Lars Munch writes "On Monday the 17th November the xml schemas for the Word Document ML along with documentation, was uploaded to the Infostructurebase (ISB). With the Word Document ML specification anybody can generate, view and process Microsoft word documents on any format." (Here are the legal terms under which the schemas can be used.) "The Word Document ML is based on the W3C specification eXtensible Markup Language (XML), there by providing documents that are easy to integrate into a large variety of systems. The Danish Government Infostructurebase is the first schema repository to make the schemas accessible to the public. The Microsoft Office Document ML schemas and documentation can now be downloaded from the ISB Repository." There are more links on this page.

3 of 439 comments (clear)

  1. Comment removed by account_deleted · · Score: 5, Interesting

    Comment removed based on user account deletion

  2. Not true by nodwick · · Score: 5, Interesting
    You omit the relevant parts of the patent license:
    Except as provided below, Microsoft hereby grants you a royalty-free license under Microsoft's Necessary Claims to make, use, sell, offer to sell, import, and otherwise distribute Licensed Implementations solely for the purpose of reading and writing files that comply with the Microsoft specifications for the Office Schemas. [...] If you distribute, license or sell a Licensed Implementation, this license is conditioned upon you requiring that the following notice be prominently displayed in all copies and derivative works of your source code and in copies of the documentation and licenses associated with your Licensed Implementation:

    "This product may incorporate intellectual property owned by Microsoft Corporation. The terms and conditions upon which Microsoft is licensing such intellectual property may be found at http://msdn.microsoft.com/library/en-us/odcXMLRef/ html/odcXMLRefLegalNotice.asp?frame=true."

    You are not licensed to distribute a Licensed Implementation under license terms and conditions that prohibit the terms and conditions of this license.
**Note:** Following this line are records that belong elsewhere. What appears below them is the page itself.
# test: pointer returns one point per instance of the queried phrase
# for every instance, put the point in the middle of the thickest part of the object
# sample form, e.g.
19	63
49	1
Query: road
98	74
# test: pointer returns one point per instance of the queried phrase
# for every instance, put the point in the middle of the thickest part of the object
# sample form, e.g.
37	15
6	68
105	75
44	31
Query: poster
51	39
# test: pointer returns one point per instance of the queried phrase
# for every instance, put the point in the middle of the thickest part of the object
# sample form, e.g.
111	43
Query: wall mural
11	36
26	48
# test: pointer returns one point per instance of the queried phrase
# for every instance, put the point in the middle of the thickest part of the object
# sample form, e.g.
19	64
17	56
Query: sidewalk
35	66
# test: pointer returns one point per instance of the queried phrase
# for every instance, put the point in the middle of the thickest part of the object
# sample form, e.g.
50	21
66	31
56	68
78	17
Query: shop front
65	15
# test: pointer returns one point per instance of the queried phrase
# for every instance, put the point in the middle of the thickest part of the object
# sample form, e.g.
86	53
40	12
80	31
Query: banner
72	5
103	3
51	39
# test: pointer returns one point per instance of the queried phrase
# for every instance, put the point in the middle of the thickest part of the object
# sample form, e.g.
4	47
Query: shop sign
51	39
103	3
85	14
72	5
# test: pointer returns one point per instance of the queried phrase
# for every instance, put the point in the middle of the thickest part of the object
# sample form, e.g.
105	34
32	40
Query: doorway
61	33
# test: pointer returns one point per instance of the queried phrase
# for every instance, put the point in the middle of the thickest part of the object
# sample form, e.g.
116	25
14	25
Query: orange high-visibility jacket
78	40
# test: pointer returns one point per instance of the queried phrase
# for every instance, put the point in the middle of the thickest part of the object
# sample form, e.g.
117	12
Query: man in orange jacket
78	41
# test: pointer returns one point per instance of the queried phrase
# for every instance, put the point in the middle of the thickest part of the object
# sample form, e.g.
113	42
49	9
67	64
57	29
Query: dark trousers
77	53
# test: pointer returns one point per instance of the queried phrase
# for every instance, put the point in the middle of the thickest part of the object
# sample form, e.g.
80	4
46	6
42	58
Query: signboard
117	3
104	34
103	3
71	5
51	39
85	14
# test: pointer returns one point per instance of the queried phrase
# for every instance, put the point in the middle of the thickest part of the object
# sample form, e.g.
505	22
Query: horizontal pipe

    The license explicitly allows you to sell/offer/distribute an implementation of their standard. The rest appears to be a bunch of legalese saying that you can't transfer your distribution rights to other people; it's not saying that you can't transfer your distribution. Since anyone else who feels like modifying your GPL'd code is allowed to sell/offer/distribute Microsoft's XML standard too under their license, I fail to see why this is hostile to the GPL license. The GPL itself only requires that a patent license be publicly available, not that the rights themselves have to be transfered to the users. Since the Microsoft license lets anyone use implementations royalty-free, it shouldn't be a problem.
  3. The format is not 100% open, there is binary data by dmelchio · · Score: 5, Interesting
    The format for macros and some other things is not specified (at least not enough to recreate them). The format is still not portable for advanced features. Hopefully Microsoft isn't pushing this as an "open" format, because it isn't really open if it still has blackboxes in it. From the spec:
    For VBA code, a base64-encoded version of the binary file generated by the VBA editor is held in the binData element inside the docSuppData element. The binData element has a name attribute whose value must be set to "editdata.mso". The docSuppData element is a top-level element under the wordDocument root element, and follows the styles element in a document created by Word.